- Born: Sean Pablo Murphy August 30, 1997 (age 28) Silver Lake, California, U.S.
- Occupations: Skateboarder, designer, model, musician, photographer
- Website: paradise.nyc

= Sean Pablo =

American skateboarder, designer, photographer, and model

Sean Pablo Murphy (born August 30, 1997), known as Sean Pablo, is a regular-footed American skateboarder, designer, model, musician, and photographer.

== Early life ==
Born in Silver Lake, California to Brendan Murphy, a father of Irish descent, and Carolina Argueta, a mother of Salvadoran descent. Pablo first started skateboarding at the age of 10 after his father, a surfer and skateboarder, encouraged him to pick up the sport. Sean Pablo was homeschooled for a portion of high school by his father, while his mother worked as a teacher.

== Professional career ==
Pablo and his friends, Aidan Mackey and Sage Elsesser, spent their time replicating the style and fashion of notable 90s skateboarders such as Jason Dill, and the late Dylan Rieder.
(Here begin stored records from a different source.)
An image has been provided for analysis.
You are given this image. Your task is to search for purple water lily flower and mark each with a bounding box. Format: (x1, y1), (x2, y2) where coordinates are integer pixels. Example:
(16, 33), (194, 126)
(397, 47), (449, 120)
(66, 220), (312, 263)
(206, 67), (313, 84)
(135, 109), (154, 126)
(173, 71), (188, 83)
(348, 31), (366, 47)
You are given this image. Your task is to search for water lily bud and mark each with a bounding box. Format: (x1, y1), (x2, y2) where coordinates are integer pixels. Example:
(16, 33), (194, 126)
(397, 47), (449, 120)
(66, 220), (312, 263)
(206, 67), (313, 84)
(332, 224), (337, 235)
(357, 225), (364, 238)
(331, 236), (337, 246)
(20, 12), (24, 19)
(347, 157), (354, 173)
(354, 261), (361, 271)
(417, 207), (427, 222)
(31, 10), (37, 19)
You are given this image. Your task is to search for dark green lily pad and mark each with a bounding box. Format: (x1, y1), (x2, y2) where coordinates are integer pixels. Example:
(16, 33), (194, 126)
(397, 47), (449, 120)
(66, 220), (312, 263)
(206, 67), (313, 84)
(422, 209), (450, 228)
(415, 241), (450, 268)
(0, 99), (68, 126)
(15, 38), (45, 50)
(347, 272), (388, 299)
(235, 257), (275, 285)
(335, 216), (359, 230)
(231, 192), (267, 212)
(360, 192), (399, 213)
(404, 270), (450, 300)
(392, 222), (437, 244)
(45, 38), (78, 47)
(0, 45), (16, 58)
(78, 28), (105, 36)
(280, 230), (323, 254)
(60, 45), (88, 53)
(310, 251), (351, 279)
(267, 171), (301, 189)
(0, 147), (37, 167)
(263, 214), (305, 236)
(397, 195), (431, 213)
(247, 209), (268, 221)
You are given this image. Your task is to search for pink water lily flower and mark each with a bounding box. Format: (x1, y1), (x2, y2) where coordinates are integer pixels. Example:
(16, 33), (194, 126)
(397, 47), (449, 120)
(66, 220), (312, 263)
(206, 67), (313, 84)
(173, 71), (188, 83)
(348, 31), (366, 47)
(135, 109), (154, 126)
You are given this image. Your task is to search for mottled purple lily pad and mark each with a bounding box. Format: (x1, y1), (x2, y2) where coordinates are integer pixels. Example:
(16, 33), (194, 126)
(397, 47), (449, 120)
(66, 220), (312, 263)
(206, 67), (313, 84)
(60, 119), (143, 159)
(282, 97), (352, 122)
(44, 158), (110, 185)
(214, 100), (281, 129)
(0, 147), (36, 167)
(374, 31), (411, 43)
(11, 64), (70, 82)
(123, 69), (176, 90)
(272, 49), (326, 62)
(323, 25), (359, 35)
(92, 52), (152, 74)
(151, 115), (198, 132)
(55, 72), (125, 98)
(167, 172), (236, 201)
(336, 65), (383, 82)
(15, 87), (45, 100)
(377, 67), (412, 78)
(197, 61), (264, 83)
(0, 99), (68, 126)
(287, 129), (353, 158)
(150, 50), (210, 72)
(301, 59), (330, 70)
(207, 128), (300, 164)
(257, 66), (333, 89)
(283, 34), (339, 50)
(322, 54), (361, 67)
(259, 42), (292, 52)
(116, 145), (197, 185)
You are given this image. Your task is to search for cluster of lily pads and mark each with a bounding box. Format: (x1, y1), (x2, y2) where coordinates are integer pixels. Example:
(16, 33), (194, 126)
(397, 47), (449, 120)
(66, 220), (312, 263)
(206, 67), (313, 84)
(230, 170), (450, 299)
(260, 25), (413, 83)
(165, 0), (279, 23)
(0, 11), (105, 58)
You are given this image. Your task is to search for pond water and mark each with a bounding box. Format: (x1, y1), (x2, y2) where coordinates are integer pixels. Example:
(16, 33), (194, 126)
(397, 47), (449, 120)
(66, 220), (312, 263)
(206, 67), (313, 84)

Eventually gaining the attention of the staff at Supreme, which included Dill, and filmer William Strobeck. He would then be signed as an amateur to Dill's Fucking Awesome brand. Pablo then landed a role in the first feature length Supreme video Cherry which eventually led to signing a deal with Converse.

Since 2023, Pablo has led the EDGLRD skateboarding team with Harmony Korine.

== Paradise NYC ==
Following the success of his skateboarding career Pablo founded the clothing brand Paradise NYC in 2015. The brand is stocked at many stores including Supreme, and Dover Street Market's various locations.